File metadata and controls

47 lines (37 loc) · 2.17 KB

GNN_PersLay

Contributors

  • Jason Apostol (CS): Worked on training and implementing multi-graph representation for protein structures.
  • Anna Su (CBB): Worked on persistent homology computation and persistence layer generation.
  • Vasilije Pantelic (MB&B): Worked on the molecular geometry computations.

Project Workflow

  1. Construct Data Files:

    • Run the run_scripts.sh bash script to generate files in the data_files directory.
    • The script implements Python scripts in calculate_features to create the following files for each subdirectory:
      1. Reconstructed PDB file (id_rec.pdb)
      2. Backbone structure file (id_rec_bb.txt)
      3. Bond angle file (id_ba.txt)
      4. Bond length file (id_bl.txt)
      5. Dihedral angle file (id_da.txt)

    Directory Structure:

    data_files
    └── 1by7
        ├── 1by7_ba.txt
        ├── 1by7_bl.txt
        ├── 1by7_da.txt
        └── 1by7_rec.txt
    
  2. Construct PH Files:

    • Run the run_ph.sh script to generate the id_rec_bb.txt files from Step 1.
    • This script utilizes ph_functions.py to compute persistence diagrams, vectors, and landscapes for each backbone structure.

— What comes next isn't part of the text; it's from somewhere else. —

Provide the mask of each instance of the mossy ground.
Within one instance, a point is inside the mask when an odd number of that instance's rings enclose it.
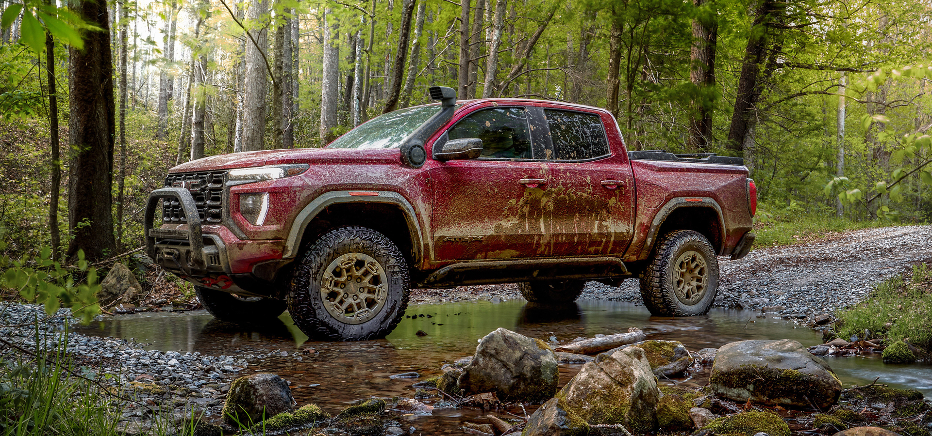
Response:
[[[756,433],[764,432],[770,436],[789,436],[789,426],[783,422],[783,418],[769,412],[746,412],[722,416],[703,429],[712,430],[717,435],[735,433],[754,436]]]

The results are stored in the ph_files directory.
  3. Run geo_prep.py:

    • Execute geo_prep.py to create an index for your data and place it in the datasets_for_geo directory.
  4. Clone PaddleHelix

    • Clone the PaddleHelix Repository into the root of the current directory.
    • Replace GEM in PaddleHelix/apps/pretrained_compound/ChemRL with the GEM folder in this repository.
  5. Install Dependencies:

    • Ensure all dependencies listed in requirements.txt are installed.
  6. Run knottrain.sh:

    • Locate the script in the forked PaddleHelix repository located at PaddleHelix/apps/pretrained_compound/ChemRL/GEM/scripts.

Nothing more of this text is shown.